Was her amnesia caused by the same spell? Was there any way to break it?

Winged Vengeance had also sworn to kill the enemy. It should have solved all her needs to find again the master whose disciple she was. Instead, each word spoken atop the Empire State Building after midnight had been like another arrowshaft into her heart. Her mother was dead. Her beloved was missing. She herself could no longer be trusted since she had been captured by the Anarchists.

This strange group had declared war against both man and elf and sought to topple all nations, break all laws, and shatter all crowns. They were a cabal of ghosts, vampires, werewolves, and warlocks, for they broke also the laws of nature. The Supreme Council of their seven leaders were named after the days of the week. From a ghost she had learned the name of the one called Thursday, whose werewolf packs were poised to strike at New York City. He boasted that he would conquer the metropolis and keep men alive only as herds of cattle on which his wolves would feed. His name was Lucien Cobweb.

Remembering his laughter, recalling the sensation of being trampled beneath him, his hot jaws one inch from her throat, made a rush of fear and hatred, like a dark cloud, boil through her brain.

Had he been the one, himself, who slew her mother? It did not matter. He was one of the seven who had done it: the Anarchists.

Winged Vengeance said Yumiko’s former life had ended when she had fallen into Anarchist hands. Therefore she must be an impostor, a hypnotized puppet, or possessed by a ghost. Winged Vengeance called her his enemy. It was an added insult when Yumiko discovered that her master truly did not believe her competent or capable of escaping from the Anarchists.

The truth was too strange for belief. An unexplained miracle had saved her from death. In a dream or vision, a bright lady had given her words to say and washed away all her oaths, all need for vendetta.

Winged Vengeance did not believe it. Yumiko was not sure she believed it herself. And so he had cursed her, denounced her, and wished her to commit suicide.

And then he departed on dark wings into the night, leaving her hollow and lost, with no tears to shed.

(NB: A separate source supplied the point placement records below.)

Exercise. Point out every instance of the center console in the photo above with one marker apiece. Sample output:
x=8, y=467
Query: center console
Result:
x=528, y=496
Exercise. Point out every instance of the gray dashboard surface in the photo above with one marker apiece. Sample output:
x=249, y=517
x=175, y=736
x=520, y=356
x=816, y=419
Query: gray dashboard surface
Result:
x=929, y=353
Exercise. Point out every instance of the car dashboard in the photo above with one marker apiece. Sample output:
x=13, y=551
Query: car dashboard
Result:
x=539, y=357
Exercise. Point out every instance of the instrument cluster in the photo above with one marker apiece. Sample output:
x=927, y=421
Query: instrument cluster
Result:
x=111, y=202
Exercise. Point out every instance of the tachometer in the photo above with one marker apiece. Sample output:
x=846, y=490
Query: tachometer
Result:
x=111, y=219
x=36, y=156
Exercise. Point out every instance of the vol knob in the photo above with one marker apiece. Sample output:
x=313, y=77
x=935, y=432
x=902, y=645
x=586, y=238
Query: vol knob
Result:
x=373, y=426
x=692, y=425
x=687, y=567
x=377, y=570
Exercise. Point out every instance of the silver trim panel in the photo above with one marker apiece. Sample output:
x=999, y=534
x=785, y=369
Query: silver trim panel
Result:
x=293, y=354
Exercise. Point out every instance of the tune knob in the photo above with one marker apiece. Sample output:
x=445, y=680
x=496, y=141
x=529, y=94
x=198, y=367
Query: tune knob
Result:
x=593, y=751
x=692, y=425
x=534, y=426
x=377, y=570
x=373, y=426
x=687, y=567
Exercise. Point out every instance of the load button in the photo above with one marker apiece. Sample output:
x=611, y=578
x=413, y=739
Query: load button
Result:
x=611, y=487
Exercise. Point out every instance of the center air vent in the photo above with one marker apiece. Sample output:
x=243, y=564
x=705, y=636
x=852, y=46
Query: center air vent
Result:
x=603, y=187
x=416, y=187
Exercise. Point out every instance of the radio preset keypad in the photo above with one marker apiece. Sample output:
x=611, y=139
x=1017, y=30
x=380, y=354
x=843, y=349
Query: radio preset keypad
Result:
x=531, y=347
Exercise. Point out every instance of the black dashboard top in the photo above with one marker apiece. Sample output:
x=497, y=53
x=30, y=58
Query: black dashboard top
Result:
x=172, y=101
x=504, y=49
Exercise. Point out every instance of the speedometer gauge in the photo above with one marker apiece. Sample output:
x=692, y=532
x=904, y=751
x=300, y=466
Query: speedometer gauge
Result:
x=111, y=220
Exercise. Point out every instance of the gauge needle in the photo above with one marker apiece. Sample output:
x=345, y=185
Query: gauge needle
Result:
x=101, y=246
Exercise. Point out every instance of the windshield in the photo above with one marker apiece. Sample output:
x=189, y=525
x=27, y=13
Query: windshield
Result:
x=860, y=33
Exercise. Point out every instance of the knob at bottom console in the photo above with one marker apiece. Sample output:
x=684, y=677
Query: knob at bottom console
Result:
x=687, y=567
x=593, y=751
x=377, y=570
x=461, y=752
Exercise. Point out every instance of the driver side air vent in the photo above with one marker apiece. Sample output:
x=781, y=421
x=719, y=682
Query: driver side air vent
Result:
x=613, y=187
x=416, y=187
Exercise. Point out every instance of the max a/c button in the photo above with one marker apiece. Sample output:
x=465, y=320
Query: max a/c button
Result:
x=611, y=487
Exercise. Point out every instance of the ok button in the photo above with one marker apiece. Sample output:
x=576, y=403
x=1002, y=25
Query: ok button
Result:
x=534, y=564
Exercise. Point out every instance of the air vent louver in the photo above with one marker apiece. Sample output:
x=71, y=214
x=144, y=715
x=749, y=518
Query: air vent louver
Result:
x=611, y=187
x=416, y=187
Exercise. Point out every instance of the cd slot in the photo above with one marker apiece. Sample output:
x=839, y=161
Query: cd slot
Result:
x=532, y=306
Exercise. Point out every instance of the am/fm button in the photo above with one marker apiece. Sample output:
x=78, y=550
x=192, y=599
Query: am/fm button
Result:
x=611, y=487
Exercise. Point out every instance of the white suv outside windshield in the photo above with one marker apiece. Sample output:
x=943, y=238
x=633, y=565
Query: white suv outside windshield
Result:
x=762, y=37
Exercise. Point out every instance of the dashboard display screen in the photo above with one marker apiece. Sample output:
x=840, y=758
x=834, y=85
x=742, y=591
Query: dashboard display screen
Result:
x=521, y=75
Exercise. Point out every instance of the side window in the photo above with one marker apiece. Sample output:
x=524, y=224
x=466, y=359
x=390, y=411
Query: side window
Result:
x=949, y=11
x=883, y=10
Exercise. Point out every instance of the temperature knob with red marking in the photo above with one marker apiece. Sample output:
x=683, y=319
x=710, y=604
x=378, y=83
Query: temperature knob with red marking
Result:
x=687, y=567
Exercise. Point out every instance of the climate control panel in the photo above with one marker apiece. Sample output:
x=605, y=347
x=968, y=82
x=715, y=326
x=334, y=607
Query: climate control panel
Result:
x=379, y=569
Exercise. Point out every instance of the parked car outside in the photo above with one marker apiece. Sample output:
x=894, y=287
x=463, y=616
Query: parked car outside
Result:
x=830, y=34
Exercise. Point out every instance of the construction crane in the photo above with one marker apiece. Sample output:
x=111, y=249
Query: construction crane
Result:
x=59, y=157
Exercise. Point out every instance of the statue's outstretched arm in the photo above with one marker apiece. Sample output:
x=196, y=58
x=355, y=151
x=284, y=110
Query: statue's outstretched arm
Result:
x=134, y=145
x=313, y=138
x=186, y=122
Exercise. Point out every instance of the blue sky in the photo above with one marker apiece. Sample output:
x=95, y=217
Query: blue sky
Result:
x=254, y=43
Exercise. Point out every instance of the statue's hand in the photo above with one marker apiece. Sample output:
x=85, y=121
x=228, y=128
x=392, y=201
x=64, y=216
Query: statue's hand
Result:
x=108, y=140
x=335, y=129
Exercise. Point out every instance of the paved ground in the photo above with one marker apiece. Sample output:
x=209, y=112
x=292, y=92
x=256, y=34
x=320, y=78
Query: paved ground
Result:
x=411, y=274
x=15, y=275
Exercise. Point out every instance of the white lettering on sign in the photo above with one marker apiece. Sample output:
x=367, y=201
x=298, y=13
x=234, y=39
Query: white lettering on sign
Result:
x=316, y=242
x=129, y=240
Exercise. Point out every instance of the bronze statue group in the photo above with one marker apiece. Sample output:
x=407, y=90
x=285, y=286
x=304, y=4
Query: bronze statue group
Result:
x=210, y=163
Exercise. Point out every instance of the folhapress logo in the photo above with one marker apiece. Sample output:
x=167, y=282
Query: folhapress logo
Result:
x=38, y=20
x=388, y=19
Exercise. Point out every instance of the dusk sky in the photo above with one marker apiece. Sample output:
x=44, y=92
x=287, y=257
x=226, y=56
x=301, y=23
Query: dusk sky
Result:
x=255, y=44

He did not even tell her the name of the young man she loved.

Perhaps suicide would be best. She was no coward, to cling to life when fate said otherwise! Submission to fate, and detachment from all desires, was the path to serenity. Joy was not meant for her.

Had she indeed failed to fulfill her oath, whatever it might be, to Winged Vengeance?

Yumiko found herself standing on a small arched bridge of dark brown stone in Central Park. Trees with naked branches stood bright about her, shivering in the cold March wind. She could not see how deep the stream ran. Perhaps not deep enough for a drowning.

It seemed that suicide was the reasonable and expected answer: to cast away this failed life, one of an infinite number, and to make amends in a next. Her next life would be fresh and clean of stain, and the memory of this one would be blotted out…

A noise made her stop and look up. Unlike the city noises, it was music, haunting, echoing, like a voice calling over the rooftops.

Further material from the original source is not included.